DerivKit logo black Gaussian Likelihood#

This section shows how to evaluate a Gaussian likelihood using derivkit.likelihood_kit.LikelihoodKit.

A Gaussian likelihood describes the probability of observed data under a normal noise model with mean mu and covariance cov.

For a set of samples data and a model prediction mu, the Gaussian log-likelihood is

\[\ln p(\mathrm{data}\mid \mu, \mathrm{cov}) = -\frac{1}{2}\left[(\mathrm{data}-\mu)^{T}\,\mathrm{cov}^{-1}\,(\mathrm{data}-\mu) + \ln\det(2\pi\,\mathrm{cov})\right].\]

Notation#

  • n denotes the number of data samples.

  • data contains n samples (internally treated as a column of samples).

  • mu is the Gaussian mean at each sample (model_parameters has shape (n,)).

The primary interface for evaluating the Gaussian likelihood is derivkit.likelihood_kit.LikelihoodKit.gaussian(). For advanced usage, see derivkit.likelihoods.gaussian.build_gaussian_likelihood().

For a conceptual overview of likelihoods, see LikelihoodKit.

Gaussian log-likelihood#

For inference, you should almost always work with the log-likelihood for numerical stability.

>>> import numpy as np
>>> from derivkit.likelihood_kit import LikelihoodKit
>>> # Observed data samples
>>> data = np.array([[0.2], [-0.1], [0.05]])
>>> # Model prediction (Gaussian mean at each sample)
>>> mu = np.array([0.0, 0.0, 0.0])
>>> # Diagonal covariance given as variances
>>> cov = np.array([0.1**2, 0.1**2, 0.1**2])
>>> # Create LikelihoodKit instance
>>> lkit = LikelihoodKit(data=data, model_parameters=mu)
>>> # Evaluate Gaussian log-likelihoods
>>> grid, loglike = lkit.gaussian(cov=cov)
>>> print(bool(np.isfinite(loglike)))
True

Gaussian PDF (small problems only)#

If you explicitly need probability density values (not recommended for large or high-dimensional problems), set return_log=False.

>>> import numpy as np
>>> from derivkit.likelihood_kit import LikelihoodKit
>>> data = np.array([[0.2], [-0.1], [0.05]])
>>> mu = np.array([0.0, 0.0, 0.0])
>>> cov = np.array([0.1**2, 0.1**2, 0.1**2])
>>> lkit = LikelihoodKit(data=data, model_parameters=mu)
>>> grid, pdf = lkit.gaussian(cov=cov, return_log=False)
>>> print(bool(np.isfinite(pdf) and (pdf >= 0.0)))
True

Covariance input forms#

The covariance can be provided in several equivalent forms.

>>> import numpy as np
>>> from derivkit.likelihood_kit import LikelihoodKit
>>> # Observed data samples and model prediction
>>> data = np.array([[0.1], [-0.2]])
>>> mu = np.array([0.0, 0.0])
>>> # Initialize LikelihoodKit
>>> lkit = LikelihoodKit(data=data, model_parameters=mu)
>>> _, loglike1 = lkit.gaussian(cov=0.05**2)
>>> # Diagonal variances (1D array)
>>> _, loglike2 = lkit.gaussian(cov=np.array([0.05**2, 0.05**2]))
>>> # Full covariance matrix (2D)
>>> cov2d = np.array([
...     [0.0025, 0.0],
...     [0.0,    0.0025],
... ])
>>> _, loglike3 = lkit.gaussian(cov=cov2d)
>>> print(np.allclose(loglike1, loglike2) and np.allclose(loglike2, loglike3))
True

Returned objects#

The Gaussian likelihood returns a tuple (coordinate_grids, values).

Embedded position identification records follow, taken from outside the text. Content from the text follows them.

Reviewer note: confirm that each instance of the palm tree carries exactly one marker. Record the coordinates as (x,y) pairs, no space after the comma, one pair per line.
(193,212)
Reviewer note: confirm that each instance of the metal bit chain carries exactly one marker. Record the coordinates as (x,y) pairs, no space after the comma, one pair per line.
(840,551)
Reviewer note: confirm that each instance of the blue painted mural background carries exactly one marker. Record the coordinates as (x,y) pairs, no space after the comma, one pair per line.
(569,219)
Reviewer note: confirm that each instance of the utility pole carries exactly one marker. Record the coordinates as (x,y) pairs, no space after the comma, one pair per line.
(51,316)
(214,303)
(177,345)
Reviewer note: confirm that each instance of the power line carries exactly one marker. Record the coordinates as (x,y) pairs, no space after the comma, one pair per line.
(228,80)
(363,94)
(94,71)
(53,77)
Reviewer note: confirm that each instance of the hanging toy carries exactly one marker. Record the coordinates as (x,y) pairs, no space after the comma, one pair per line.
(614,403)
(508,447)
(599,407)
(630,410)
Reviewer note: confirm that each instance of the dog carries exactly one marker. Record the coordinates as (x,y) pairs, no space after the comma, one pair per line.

  • coordinate_grids is a tuple of 1D arrays, one per data dimension

  • values is either the PDF or log-PDF evaluated on the grid

>>> import numpy as np
>>> from derivkit.likelihood_kit import LikelihoodKit
>>> data = np.array([[0.1], [-0.1]])
>>> mu = np.array([0.0, 0.0])
>>> cov = np.array([0.05**2, 0.05**2])
>>> lkit = LikelihoodKit(data=data, model_parameters=mu)
>>> grid, loglike = lkit.gaussian(cov=cov)
>>> print(isinstance(grid, tuple))
True
>>> print(bool(np.isfinite(loglike)))
True

Notes#

  • By default, the Gaussian likelihood returns the log-likelihood (return_log=True).

  • model_parameters must provide one mean value per data sample (mu has shape (n,)).

  • cov can be provided as a scalar variance, a 1D array of diagonal variances, or a full 2D covariance matrix.

  • For high-dimensional data, working with the PDF directly can lead to numerical underflow; prefer log-likelihoods.

  • The covariance matrix must be positive definite to ensure a valid likelihood.

  • The Gaussian likelihood assumes samples are conditionally independent given the model parameters.

  • For correlated data, provide the full covariance matrix to capture dependencies.

  • The Gaussian likelihood is appropriate for continuous data; for discrete data, use a Poisson or multinomial likelihood.

  • When combining multiple likelihood terms, sum log-likelihoods rather than multiplying PDFs.